Why do I care?  Because I’ve waited my entire life to be called, “Ma’am,”  and I feel cheated. Ages since a Miss; never called a Ms. except in a doctor’s office; (we've) earned this respect simply by existing past 55.

Me being Amy, I’m preparing repartee's for various situations:

In a restaurant, to a Male waiter:

“Thanks, Gal.” (Lame.)  Or, “Thanks, Doll-face.” (Better.)  How about, “Thanks, Sweet-cheeks!” Yes!

In a restaurant, to a Female waiter:

“Thanks, Chap.” (Lame).  Or, “Thanks, Buddy.” (Better.)  How about, “Thanks, Sweet-cheeks!” Never.

And to any and all:

“Is that how you address your Grandmother and her friends?” I didn’t write Mother because observation of the culture indicates they’ve likely been disrespecting their own Mums for years in various fashions, but I don’t have to put up with their lack of training.

It is disrespectful to be so informal and simply assume it's OK with everyone just because everyone does it; but so is racing to a door and flipping it open only for yourself.
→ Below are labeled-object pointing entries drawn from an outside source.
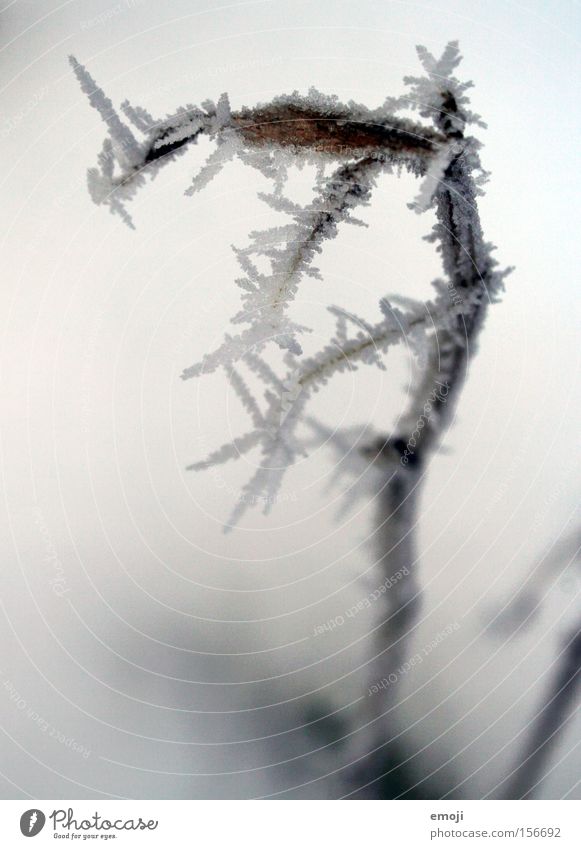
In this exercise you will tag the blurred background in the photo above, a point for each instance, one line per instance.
(145, 653)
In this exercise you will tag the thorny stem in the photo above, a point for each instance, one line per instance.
(398, 507)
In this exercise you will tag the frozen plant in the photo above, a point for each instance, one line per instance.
(351, 145)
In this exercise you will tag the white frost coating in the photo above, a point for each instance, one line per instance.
(440, 96)
(434, 175)
(127, 149)
(435, 331)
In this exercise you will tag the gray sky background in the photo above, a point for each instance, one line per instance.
(99, 321)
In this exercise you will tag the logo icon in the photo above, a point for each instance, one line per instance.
(32, 822)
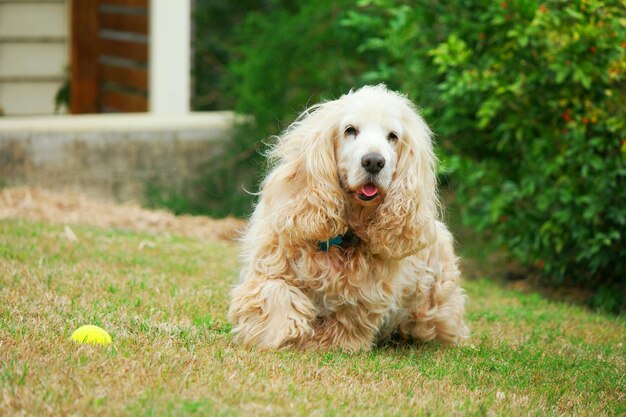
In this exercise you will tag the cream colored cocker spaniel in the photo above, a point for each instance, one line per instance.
(345, 247)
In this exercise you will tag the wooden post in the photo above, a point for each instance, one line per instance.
(84, 56)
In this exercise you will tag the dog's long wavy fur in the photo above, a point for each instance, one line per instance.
(402, 277)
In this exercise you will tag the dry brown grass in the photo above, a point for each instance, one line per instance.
(163, 299)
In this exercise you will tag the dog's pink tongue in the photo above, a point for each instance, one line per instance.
(369, 190)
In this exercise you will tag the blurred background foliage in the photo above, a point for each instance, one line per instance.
(527, 98)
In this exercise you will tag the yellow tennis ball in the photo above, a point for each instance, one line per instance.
(91, 334)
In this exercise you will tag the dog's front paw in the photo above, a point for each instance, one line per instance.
(270, 314)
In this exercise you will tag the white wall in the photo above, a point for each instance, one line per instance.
(170, 56)
(33, 54)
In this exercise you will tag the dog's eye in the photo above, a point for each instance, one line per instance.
(351, 131)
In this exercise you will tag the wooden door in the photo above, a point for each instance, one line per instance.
(109, 57)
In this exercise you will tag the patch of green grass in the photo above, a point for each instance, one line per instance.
(164, 301)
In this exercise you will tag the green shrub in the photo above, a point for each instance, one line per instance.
(530, 97)
(527, 99)
(285, 57)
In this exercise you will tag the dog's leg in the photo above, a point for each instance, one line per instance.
(437, 309)
(440, 320)
(269, 313)
(351, 329)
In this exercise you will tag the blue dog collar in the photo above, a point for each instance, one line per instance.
(326, 244)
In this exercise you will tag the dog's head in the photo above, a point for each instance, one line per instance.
(371, 148)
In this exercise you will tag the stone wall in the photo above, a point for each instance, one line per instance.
(110, 157)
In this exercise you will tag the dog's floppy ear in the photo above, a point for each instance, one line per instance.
(302, 192)
(405, 222)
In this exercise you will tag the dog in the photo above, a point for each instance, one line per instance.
(345, 247)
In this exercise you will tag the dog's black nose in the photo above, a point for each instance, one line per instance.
(373, 162)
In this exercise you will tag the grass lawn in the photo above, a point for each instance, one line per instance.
(163, 299)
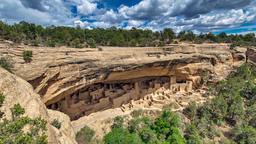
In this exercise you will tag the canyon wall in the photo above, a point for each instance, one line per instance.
(18, 91)
(82, 81)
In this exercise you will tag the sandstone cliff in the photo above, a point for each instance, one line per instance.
(81, 81)
(17, 90)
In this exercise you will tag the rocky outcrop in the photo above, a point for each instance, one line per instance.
(81, 81)
(16, 90)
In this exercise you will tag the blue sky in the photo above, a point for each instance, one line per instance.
(231, 16)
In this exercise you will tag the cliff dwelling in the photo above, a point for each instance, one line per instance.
(113, 94)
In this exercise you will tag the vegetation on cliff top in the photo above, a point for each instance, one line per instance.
(228, 118)
(52, 36)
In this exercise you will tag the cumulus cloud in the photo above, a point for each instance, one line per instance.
(197, 15)
(47, 12)
(86, 7)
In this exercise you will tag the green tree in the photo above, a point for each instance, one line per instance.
(6, 63)
(27, 56)
(192, 135)
(245, 135)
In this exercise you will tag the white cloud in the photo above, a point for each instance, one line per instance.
(55, 13)
(86, 7)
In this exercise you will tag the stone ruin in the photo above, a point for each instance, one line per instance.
(113, 94)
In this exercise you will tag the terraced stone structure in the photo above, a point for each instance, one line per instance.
(79, 82)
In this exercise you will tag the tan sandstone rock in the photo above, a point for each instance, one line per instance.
(17, 90)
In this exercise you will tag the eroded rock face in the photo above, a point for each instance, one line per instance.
(81, 81)
(17, 90)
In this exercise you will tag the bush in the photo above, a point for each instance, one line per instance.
(190, 110)
(27, 56)
(6, 63)
(56, 123)
(85, 135)
(192, 135)
(245, 135)
(118, 122)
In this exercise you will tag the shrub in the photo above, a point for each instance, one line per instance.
(6, 63)
(192, 135)
(27, 56)
(137, 113)
(85, 135)
(118, 122)
(190, 110)
(56, 123)
(245, 135)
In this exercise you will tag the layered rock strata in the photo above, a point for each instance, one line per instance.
(82, 81)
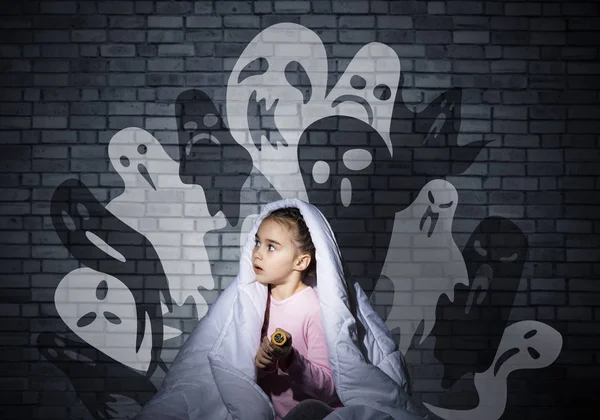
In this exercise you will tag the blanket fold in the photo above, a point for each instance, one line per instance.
(214, 370)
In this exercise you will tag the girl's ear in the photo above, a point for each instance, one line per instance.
(302, 262)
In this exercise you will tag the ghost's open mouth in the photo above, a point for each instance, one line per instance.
(358, 100)
(144, 172)
(433, 217)
(261, 121)
(197, 138)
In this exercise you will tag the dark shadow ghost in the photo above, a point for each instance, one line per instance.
(76, 216)
(474, 323)
(97, 379)
(209, 155)
(350, 175)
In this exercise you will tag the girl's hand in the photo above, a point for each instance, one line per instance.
(263, 356)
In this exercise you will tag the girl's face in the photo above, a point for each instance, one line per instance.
(274, 256)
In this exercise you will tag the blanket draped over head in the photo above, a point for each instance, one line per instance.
(213, 376)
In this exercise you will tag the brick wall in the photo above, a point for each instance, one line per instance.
(75, 73)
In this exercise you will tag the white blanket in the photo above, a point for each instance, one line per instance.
(214, 377)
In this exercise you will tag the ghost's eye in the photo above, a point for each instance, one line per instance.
(382, 92)
(512, 258)
(321, 172)
(358, 82)
(296, 76)
(190, 126)
(253, 68)
(479, 249)
(210, 120)
(357, 159)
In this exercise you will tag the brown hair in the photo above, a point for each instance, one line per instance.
(293, 220)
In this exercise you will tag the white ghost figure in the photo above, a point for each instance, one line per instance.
(172, 215)
(423, 261)
(367, 88)
(524, 345)
(101, 310)
(291, 104)
(260, 75)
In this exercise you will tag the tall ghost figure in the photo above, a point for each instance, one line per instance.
(209, 156)
(360, 185)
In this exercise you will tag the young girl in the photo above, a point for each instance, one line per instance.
(282, 258)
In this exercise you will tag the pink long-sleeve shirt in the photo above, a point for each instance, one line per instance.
(309, 375)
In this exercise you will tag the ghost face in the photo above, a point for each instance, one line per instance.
(345, 173)
(275, 256)
(280, 71)
(347, 168)
(101, 310)
(367, 88)
(207, 148)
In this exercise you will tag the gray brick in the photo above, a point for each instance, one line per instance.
(471, 66)
(523, 9)
(117, 50)
(471, 37)
(127, 35)
(88, 35)
(239, 35)
(176, 50)
(116, 7)
(241, 22)
(319, 21)
(164, 79)
(59, 7)
(292, 6)
(409, 7)
(164, 36)
(262, 6)
(169, 7)
(233, 7)
(127, 22)
(349, 7)
(396, 22)
(432, 37)
(129, 79)
(144, 7)
(165, 22)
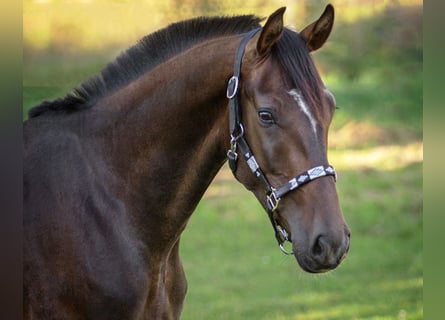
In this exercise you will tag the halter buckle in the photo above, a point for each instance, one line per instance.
(232, 87)
(272, 200)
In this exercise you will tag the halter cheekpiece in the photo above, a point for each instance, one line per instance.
(239, 142)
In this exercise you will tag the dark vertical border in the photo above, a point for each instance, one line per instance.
(10, 160)
(434, 158)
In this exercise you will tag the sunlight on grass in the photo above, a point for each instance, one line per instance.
(383, 157)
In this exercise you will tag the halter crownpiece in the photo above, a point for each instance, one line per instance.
(239, 142)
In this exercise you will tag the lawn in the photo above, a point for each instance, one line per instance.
(233, 265)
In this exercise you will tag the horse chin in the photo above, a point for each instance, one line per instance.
(310, 265)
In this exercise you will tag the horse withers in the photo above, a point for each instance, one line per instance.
(114, 170)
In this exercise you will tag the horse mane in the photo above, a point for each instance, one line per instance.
(149, 52)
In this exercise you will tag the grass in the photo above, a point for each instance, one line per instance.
(233, 265)
(235, 270)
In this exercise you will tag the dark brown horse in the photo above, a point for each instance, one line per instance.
(113, 171)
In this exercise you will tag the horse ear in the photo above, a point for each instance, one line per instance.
(316, 34)
(271, 32)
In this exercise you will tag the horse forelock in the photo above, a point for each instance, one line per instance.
(151, 51)
(295, 59)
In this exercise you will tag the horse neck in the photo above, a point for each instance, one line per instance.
(171, 137)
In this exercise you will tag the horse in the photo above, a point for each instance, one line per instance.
(113, 170)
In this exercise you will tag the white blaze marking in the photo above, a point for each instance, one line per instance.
(303, 106)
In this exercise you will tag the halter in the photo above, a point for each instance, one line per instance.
(238, 141)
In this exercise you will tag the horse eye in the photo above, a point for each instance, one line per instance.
(266, 117)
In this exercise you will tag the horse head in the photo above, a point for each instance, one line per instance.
(286, 111)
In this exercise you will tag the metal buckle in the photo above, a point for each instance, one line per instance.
(232, 87)
(284, 250)
(286, 238)
(272, 200)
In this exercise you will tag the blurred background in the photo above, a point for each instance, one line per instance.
(372, 63)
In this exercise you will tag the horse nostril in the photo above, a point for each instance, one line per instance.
(318, 248)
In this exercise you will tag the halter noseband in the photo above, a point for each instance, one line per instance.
(238, 140)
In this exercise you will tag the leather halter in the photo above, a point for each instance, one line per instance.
(238, 141)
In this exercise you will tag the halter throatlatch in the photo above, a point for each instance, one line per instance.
(238, 143)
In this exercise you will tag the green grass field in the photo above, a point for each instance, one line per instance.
(233, 265)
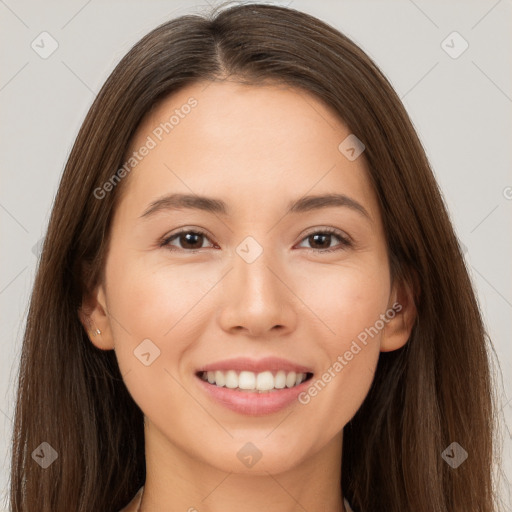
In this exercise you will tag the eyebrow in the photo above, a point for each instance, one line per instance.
(219, 207)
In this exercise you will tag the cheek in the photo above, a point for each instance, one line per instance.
(349, 305)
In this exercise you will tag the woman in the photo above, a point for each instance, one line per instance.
(255, 369)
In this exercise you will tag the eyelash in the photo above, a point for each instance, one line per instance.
(345, 242)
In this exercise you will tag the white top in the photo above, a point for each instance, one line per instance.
(134, 504)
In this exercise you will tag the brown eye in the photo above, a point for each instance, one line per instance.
(320, 241)
(190, 241)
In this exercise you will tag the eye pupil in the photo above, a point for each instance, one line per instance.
(316, 236)
(186, 237)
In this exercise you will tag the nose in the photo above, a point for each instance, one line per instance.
(257, 300)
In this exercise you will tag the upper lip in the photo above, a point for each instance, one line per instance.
(256, 365)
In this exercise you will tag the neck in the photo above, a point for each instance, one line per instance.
(177, 481)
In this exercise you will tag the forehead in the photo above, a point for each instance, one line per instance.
(255, 144)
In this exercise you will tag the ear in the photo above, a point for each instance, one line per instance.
(93, 315)
(398, 328)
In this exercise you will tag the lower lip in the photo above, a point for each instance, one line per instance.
(253, 403)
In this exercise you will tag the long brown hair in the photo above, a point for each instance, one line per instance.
(436, 390)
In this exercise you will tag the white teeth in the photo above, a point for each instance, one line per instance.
(247, 380)
(219, 379)
(231, 379)
(290, 379)
(250, 381)
(265, 381)
(280, 380)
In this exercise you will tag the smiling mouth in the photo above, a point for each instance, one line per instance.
(251, 382)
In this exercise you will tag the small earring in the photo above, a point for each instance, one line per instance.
(95, 332)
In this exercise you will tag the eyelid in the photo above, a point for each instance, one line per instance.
(346, 241)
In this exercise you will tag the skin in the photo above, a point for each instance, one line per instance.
(257, 148)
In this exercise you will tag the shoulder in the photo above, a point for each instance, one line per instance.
(132, 506)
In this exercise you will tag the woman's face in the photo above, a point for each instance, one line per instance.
(254, 288)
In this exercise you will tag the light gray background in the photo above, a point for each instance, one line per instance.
(461, 108)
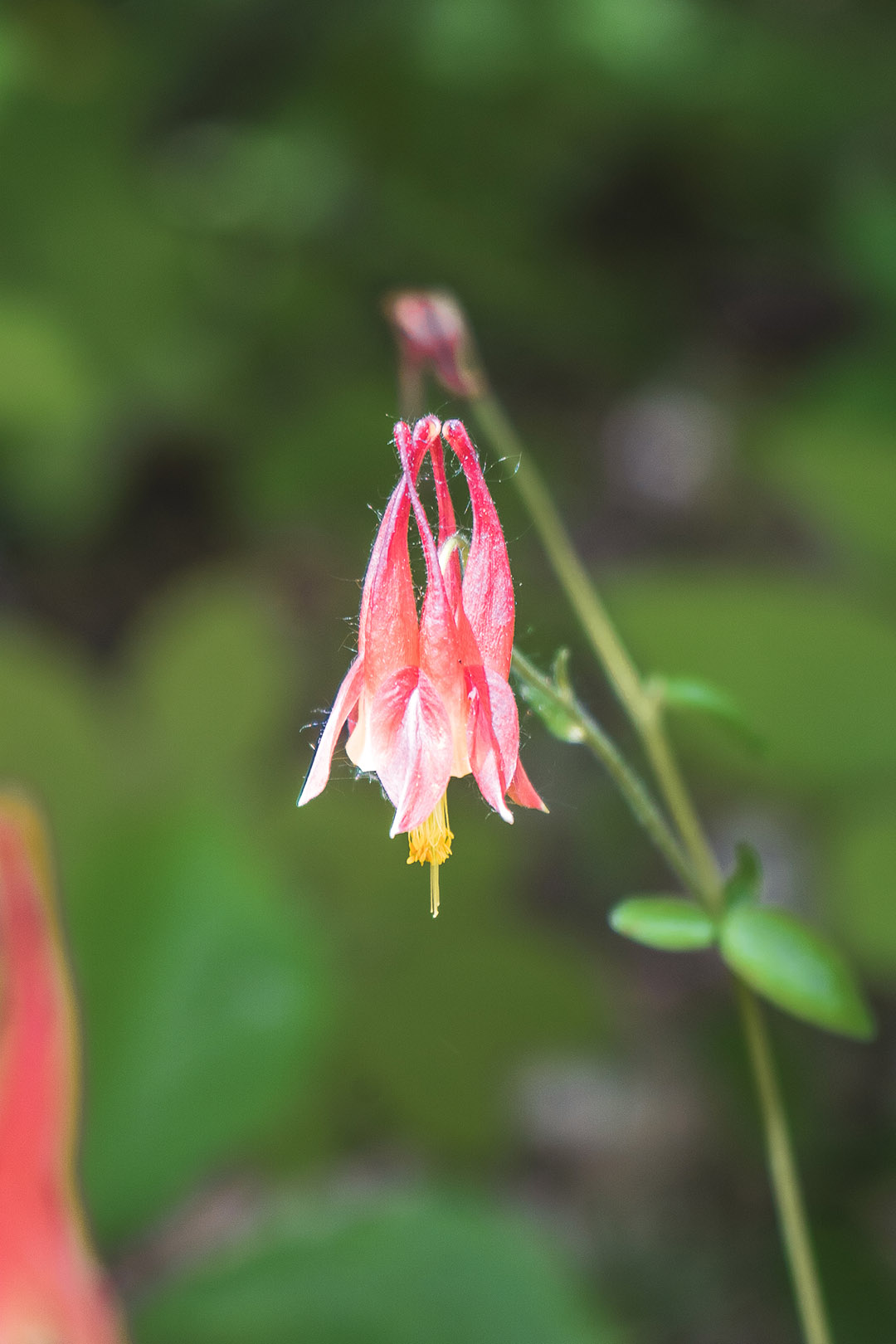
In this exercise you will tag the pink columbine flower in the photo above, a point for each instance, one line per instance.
(51, 1287)
(427, 696)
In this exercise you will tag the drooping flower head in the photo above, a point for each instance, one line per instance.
(427, 696)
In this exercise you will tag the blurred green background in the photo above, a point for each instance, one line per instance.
(312, 1113)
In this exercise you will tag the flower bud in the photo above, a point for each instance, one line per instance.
(433, 336)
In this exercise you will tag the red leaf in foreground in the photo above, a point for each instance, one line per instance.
(51, 1287)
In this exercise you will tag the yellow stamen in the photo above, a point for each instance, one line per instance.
(431, 843)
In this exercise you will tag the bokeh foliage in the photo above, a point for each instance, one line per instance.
(646, 207)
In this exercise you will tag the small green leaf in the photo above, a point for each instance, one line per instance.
(557, 719)
(665, 923)
(677, 693)
(561, 671)
(746, 880)
(796, 968)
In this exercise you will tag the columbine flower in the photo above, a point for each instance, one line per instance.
(427, 695)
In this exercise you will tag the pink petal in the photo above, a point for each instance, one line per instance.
(440, 647)
(494, 737)
(410, 734)
(343, 709)
(387, 635)
(448, 524)
(50, 1283)
(488, 587)
(523, 791)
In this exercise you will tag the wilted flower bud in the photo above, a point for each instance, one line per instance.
(433, 335)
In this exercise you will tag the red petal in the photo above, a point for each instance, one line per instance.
(494, 737)
(440, 647)
(523, 791)
(448, 524)
(343, 707)
(411, 738)
(50, 1283)
(387, 631)
(488, 587)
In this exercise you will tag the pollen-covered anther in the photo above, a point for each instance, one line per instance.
(431, 843)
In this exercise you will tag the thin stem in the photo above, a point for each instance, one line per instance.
(567, 566)
(645, 713)
(680, 804)
(791, 1211)
(629, 784)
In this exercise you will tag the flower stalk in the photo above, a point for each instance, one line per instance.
(449, 347)
(707, 884)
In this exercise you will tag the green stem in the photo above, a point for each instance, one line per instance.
(645, 713)
(626, 780)
(791, 1213)
(567, 566)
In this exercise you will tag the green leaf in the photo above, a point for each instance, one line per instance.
(665, 923)
(704, 698)
(796, 968)
(746, 880)
(394, 1268)
(203, 1003)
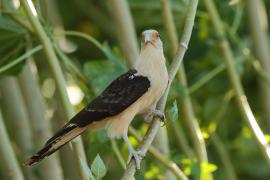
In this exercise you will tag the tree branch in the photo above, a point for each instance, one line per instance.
(125, 30)
(156, 123)
(186, 104)
(160, 157)
(9, 163)
(241, 98)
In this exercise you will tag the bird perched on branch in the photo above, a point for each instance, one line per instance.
(135, 92)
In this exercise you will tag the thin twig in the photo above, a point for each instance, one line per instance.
(160, 157)
(156, 123)
(126, 31)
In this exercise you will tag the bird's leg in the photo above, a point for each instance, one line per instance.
(138, 155)
(154, 112)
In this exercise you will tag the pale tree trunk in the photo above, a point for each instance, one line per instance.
(8, 162)
(257, 19)
(17, 120)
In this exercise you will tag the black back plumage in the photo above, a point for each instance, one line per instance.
(119, 95)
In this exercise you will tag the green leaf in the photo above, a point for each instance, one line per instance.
(86, 170)
(98, 168)
(203, 171)
(12, 39)
(173, 112)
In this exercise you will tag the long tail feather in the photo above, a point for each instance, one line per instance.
(63, 136)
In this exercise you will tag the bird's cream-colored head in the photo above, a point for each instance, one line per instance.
(150, 37)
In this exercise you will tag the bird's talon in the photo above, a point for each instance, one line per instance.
(159, 114)
(138, 156)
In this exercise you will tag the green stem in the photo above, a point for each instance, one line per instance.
(9, 163)
(236, 83)
(126, 34)
(20, 59)
(187, 108)
(57, 74)
(225, 158)
(87, 37)
(156, 122)
(213, 73)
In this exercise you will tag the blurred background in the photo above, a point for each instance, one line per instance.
(49, 72)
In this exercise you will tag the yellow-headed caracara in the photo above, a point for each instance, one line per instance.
(135, 92)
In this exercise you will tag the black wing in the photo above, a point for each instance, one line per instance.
(121, 93)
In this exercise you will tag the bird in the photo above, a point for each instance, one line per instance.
(135, 92)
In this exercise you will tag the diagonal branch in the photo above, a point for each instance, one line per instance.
(156, 123)
(241, 98)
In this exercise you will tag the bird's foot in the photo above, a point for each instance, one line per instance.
(138, 155)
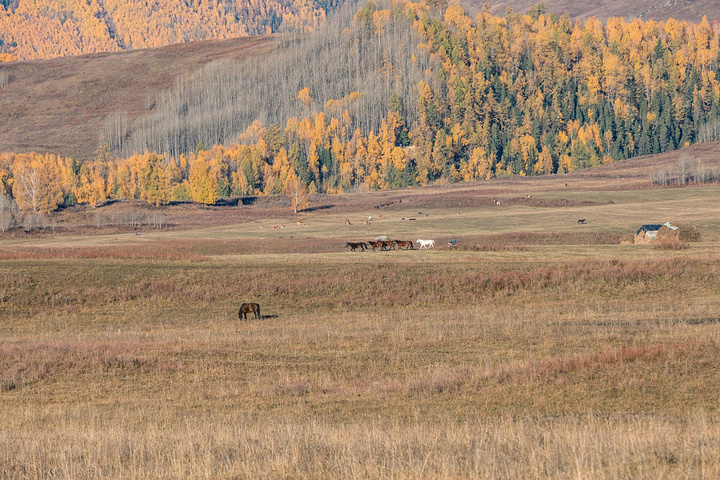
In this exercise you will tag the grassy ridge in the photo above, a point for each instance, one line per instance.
(539, 349)
(354, 372)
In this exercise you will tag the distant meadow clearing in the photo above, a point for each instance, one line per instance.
(537, 348)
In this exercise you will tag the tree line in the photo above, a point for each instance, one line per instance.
(405, 94)
(37, 29)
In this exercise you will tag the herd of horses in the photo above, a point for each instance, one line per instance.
(386, 245)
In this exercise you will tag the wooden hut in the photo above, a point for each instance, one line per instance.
(646, 234)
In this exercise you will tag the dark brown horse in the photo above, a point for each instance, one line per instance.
(375, 245)
(355, 245)
(246, 308)
(389, 245)
(406, 244)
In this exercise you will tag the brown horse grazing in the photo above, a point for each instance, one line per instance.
(389, 245)
(355, 245)
(375, 245)
(407, 244)
(246, 308)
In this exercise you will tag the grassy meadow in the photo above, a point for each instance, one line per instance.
(538, 348)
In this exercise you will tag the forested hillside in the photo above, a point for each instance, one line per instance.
(692, 10)
(392, 96)
(34, 29)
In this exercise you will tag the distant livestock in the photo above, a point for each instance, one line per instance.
(427, 244)
(355, 245)
(406, 244)
(246, 308)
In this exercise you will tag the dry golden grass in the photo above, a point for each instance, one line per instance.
(545, 349)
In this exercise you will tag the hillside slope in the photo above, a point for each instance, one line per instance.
(37, 29)
(60, 105)
(691, 10)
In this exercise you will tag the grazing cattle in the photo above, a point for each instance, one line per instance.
(355, 245)
(406, 244)
(378, 244)
(389, 245)
(427, 244)
(246, 308)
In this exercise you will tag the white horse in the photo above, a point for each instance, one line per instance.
(426, 243)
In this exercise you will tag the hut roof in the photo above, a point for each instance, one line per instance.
(648, 228)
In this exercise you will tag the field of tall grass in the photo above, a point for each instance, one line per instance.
(528, 353)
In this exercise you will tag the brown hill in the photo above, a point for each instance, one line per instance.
(692, 10)
(60, 105)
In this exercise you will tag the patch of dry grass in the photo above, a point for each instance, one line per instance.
(537, 350)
And to our Millennial Hippie Feminists: how come yous voted for “Guys” and not “Gals” anyway? Boy, we really wasted our time in the '60's, didn't we, Sisters?

Here in Austin I’ve learned to request a caveat when a friend wants to go for coffee:

“Please let’s not go to one of your hairy-armpit places.”

Of course that’s sarcastic, but I thought I’d prepare you Fellas for the time when  female service workers (in summer attire) raise their arms and you enjoy their full bush. If you haven’t traveled overseas, you’re in for a real treat.

I thought there was some legal requirement to wear hairnets (and gloves?) while preparing and serving food but I was wrong.  So there’s no backlash if you find a hair in your soup, wherever the origin, ugh.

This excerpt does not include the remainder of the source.